Я взглянул на маленькую головку, и все мое тело похолодело, а по спине пробежал противный рой мурашек, затряслись руки, а дыхание сбилось. На скальпированной поверхности кожи лежало серое вещество.
– И как мы это будем шить? – с дрожью в голосе спросил я.
Анестезиолог качала через маску в легкие ребенка воздух, и, то и дело, поглядывала на его зрачки, раздвигая пальцами веки.
– Режьте же кто-нибудь на нем одежду! – сказала она.
Я взял со столика у кровати ножницы и попытался резать ими ткань, но тупые лезвия просто жевали края. Откинув их в сторону, попросил у своей медсестры нормальные ножницы из стерильной укладки, и начал разрезать кофту и майку на маленьком тельце. Полностью освободил торс, снял штаны и памперс.
Загудел аппарат для искусственной вентиляции легких, и анестезиолог вставила клинок ларингоскопа в рот малыша, и сразу провела в трахею интубационную трубку. Быстро подключила его к аппарату и набрала на нем необходимую частоту дыхания.
– Галя, – ищи у него вены, сказала она анестезистке.
Я глянул на его белые ручки, вены давно спались от низкого давления, и найти их практически невозможно. Но это надо было сделать.
Вены практически не прощупывались, и катетер упорно не желал попадать в русло.
– Черт, придется ставить ему подключичку, – выдохнула анестезиолог. – Всегда было сложно ставить ее детям.
Она вымыла руки, надела перчатки и начала обрабатывать кожу над правой ключицей.
– Я боюсь ставить подклюк, – Анестезиолог обработала поле и взяла шприц с длинной иглой. – Надо как Козлов, шутить шутки, когда сильно волнуешься. Но ничего в голову не лезет.
Помню, что-то хотело сорваться с моих губ, что-то вроде анекдота, но я его лишь проглотил.
– Господи, помоги нам, пожалуйста, – и она начала искать подключичную вену.
Нашла, отсоединила шприц и начала вводить проводник, но он не шел, все время во что-то упираясь.

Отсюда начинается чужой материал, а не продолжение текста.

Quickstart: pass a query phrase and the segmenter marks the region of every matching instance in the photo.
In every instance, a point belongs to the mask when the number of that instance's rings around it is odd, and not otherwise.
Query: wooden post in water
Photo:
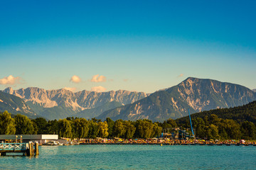
[[[29,142],[28,143],[28,156],[32,156],[33,154],[33,142]]]
[[[39,150],[38,150],[38,142],[36,142],[36,155],[39,154]]]
[[[31,155],[34,155],[35,154],[35,150],[33,149],[33,144],[34,143],[33,142],[31,142],[31,151],[32,151],[32,154]]]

– Господи, ты будешь нам помогать?!
– Нашли вену, – раздался чей-то голос.
Катетер был вставлен в вену на правой ступне.
– Есть Рео-поликглюкин? – спросила анестезиолог, все еще пытаясь ввести проводник.
Я сразу оказался возле шкафа с растворами и нужный там находился. Медсестра реанимации взяла двухсотграммовый флакон и наладила капельницу.
– Лена, дай мне другой проводник, только пластиковый, тонкий… где-то у нас должен быть.
Перерыли несколько тумбочек, нашли.
Наконец проводник вошел. Анестезиолог вытащила иглу и ввела по проводнику катетер. Сразу же наладили вторую капельницу. Рео-поликглюкин перевели на подключичный катетер, а в вену начали капать что-то другое.
Пришел невропатолог, но врач сказала, что ему здесь нечего делать, у ребенка полная атония, и проверять какие-либо рефлексы просто бесполезно.
Мы стояли в стороне, совершенно не зная, что делать и чем мы можем помочь.
Анестезиолог отдавала команды медсестре, и она быстро набирала в шприцы указанные лекарства и вводила их по катетеру в подключичную вену. Уже были налажены датчики мониторинга кровяного давления, пульса и кислорода в крови.
Давление было низким – 60 на 40.
В ход пошли сильнодействующие препараты: атропин, кордиамин и бог знает, что еще.
– Что же мне это не нравиться? – говорила анестезиолог. – Лена, нужны электроды и провода. Где они лежат?
По каким-то немыслимым законам, очень долго искали разрозненные по всему отделению провода и электроды. Второпях, почему-то запомнил, оторвали дверцу одного из шкафчиков.
Нашли. Тут же наклеили электроды на четыре основные точки на груди малыша и подсоединили провода. Пошел мониторинг сердечных импульсов, но линия была уже практически прямой.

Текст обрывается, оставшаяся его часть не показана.